La Balance

balanceThe French seem to love American police thrillers almost as much as Americans do, and they regularly make movies that imitate the hard-hitting American style.

The gritty, roughhouse French thriller La Balance, however, does not really have to imitate an American style—because the writer-director is himself an American. He’s an expatriate named Bob Swaim, and his movie is lively, violent, and something of a mess.

The first part of the film is seen mainly from the viewpoint of the cops—especially the police captain (Richard Berry) who wants to sting the city’s underworld kingpin (Maurice Ronet). To do that, he’s got to find some informers who will help set the crime czar up for a fall.

He finds a prostitute (Nathalie Baye) and her pimp (Philippe Leotard) and bullies them into setting up the sting. Soon, our sympathies are with Baye and Leotard; the twist here is that the genuinely love each other, and are blackmailed into helping the police.

There is still a tattered honor about these unlikely heroes, which is a far cry from the belligerent, amoral police. Even the jaded captain is impressed—and although he reneges on initial promises to the couple, he may be stating to like them.

The world of La Balance is a world of betrayal, on various levels: in love, in crime, in business. Swaim conjures a convincingly ratty Paris underworld in which to set this tale of shifting loyalties, and the ugly cinematography adds to this.

The film has a lot of ideas floating around, and most of them don’t quite come together. The air of confusion may be appropriate for the sense of moral ambiguity that Swaim clearly wants to communicate, but it makes a cop thriller considerably less streamlined.

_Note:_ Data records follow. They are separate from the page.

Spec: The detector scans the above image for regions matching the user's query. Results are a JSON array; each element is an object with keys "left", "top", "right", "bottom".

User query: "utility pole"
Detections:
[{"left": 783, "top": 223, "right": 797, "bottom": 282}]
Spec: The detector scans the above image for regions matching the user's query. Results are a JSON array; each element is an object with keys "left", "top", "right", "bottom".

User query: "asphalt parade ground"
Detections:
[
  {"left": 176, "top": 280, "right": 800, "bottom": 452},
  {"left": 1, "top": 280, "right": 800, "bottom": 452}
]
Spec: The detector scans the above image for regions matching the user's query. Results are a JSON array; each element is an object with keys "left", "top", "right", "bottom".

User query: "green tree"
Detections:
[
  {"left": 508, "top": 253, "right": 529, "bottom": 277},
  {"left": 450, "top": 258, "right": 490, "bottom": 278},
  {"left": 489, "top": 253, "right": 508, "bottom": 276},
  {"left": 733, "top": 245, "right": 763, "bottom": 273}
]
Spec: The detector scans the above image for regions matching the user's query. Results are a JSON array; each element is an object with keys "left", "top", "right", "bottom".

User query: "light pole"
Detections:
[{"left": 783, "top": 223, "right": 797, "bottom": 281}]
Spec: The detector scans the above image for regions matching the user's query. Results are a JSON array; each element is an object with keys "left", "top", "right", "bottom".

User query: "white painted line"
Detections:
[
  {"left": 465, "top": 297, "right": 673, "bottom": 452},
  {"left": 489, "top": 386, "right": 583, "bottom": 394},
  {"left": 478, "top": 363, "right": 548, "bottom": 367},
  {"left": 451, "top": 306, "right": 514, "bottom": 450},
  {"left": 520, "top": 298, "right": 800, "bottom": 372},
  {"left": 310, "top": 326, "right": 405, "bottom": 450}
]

But the story works well enough, in large part thanks to an appealing cast: Baye is fine as the prostitute, and Berry does well in the tough part of the unshaven, world-weary detective. There’s probably no actor around who looks less like his name than Philippe Leotard; his boxer’s face gives him a streetwise authenticity, but he also carries an odd nobility.

And La Balance itself has an authenticity, possibly due to the Gallic setting being filtered through an American mind, and seen afresh. Whatever the reason, it turns out to be a truly French French Connection.

First published in the Herald, January 12, 1984

Swaim got a Hollywood stint out of this, doing the awkward Half Moon Street and the better Masquerade. This was a good period for Nathalie Baye, a delicate-looking actress with a distinct gravity.